Si vous vivez avec une phobie, vous avez peut-être évité pendant longtemps le contact avec les situations ou l'objet de vos craintes. L'idée de les affronter dans le cadre d'un traitement peut sembler intimidante, mais il est prouvé que c'est de loin le moyen le plus efficace de traiter les phobies. 

En effet, il est prouvé que pour de nombreuses phobies, vous pouvez être soigné avec succès en une seule séance de quelques heures.
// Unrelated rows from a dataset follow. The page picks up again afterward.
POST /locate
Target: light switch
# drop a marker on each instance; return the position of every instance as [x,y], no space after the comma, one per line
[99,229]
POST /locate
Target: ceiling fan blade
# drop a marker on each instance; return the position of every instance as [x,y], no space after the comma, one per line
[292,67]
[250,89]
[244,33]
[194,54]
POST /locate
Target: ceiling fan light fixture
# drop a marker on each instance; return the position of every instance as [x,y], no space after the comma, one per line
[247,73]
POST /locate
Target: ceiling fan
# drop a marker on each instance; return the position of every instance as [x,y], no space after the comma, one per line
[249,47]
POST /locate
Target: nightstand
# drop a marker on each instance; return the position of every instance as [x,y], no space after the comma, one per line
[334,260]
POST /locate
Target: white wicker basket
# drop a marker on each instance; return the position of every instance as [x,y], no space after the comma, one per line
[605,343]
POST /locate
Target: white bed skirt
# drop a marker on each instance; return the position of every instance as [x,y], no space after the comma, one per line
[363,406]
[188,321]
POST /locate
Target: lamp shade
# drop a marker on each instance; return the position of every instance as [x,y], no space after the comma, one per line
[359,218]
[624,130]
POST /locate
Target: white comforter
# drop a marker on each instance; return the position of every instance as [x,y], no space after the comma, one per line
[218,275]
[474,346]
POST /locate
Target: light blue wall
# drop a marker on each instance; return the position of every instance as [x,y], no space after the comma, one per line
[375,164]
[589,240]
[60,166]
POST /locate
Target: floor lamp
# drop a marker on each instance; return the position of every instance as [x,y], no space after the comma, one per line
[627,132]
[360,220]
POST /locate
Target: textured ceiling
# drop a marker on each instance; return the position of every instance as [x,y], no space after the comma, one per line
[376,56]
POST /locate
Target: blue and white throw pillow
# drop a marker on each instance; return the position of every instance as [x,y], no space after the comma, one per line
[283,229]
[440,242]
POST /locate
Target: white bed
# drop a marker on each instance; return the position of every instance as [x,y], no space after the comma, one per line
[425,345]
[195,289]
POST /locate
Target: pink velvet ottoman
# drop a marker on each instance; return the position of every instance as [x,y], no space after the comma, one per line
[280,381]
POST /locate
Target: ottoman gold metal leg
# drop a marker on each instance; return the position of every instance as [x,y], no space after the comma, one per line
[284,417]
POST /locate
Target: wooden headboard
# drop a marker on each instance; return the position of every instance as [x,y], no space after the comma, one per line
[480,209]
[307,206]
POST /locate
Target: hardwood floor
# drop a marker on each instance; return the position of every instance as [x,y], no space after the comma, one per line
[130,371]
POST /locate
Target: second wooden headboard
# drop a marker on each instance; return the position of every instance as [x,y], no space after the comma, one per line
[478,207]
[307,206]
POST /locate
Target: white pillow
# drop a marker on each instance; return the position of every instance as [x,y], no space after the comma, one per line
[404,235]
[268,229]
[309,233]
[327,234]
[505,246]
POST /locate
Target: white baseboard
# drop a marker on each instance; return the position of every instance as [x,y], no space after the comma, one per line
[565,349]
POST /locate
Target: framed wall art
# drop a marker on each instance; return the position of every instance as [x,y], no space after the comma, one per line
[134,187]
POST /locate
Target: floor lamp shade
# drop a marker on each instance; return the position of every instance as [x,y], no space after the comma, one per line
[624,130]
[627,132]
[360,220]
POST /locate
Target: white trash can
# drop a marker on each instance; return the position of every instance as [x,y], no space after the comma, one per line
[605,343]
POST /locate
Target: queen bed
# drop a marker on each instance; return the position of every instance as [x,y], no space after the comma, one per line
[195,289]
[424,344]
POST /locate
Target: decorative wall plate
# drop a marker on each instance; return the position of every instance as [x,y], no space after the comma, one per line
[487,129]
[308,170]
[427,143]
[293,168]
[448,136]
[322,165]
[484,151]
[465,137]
Des approches plus lentes et plus graduelles du traitement sont également possibles, ainsi que des formes de traitement utilisant la réalité virtuelle si votre phobie est liée à quelque chose que vous ne pouvez pas facilement amener dans une salle de thérapie, comme la peur du vide ou de l'avion. Vous pouvez même suivre un traitement contre la phobie sur la base de l'auto-assistance si vous vous sentez assez courageux pour affronter seul vos peurs.

Ainsi, si le traitement des phobies peut être inconfortable ou même effrayant, s'il permet de vivre une vie sans peur extrême, il en vaut vraiment la peine.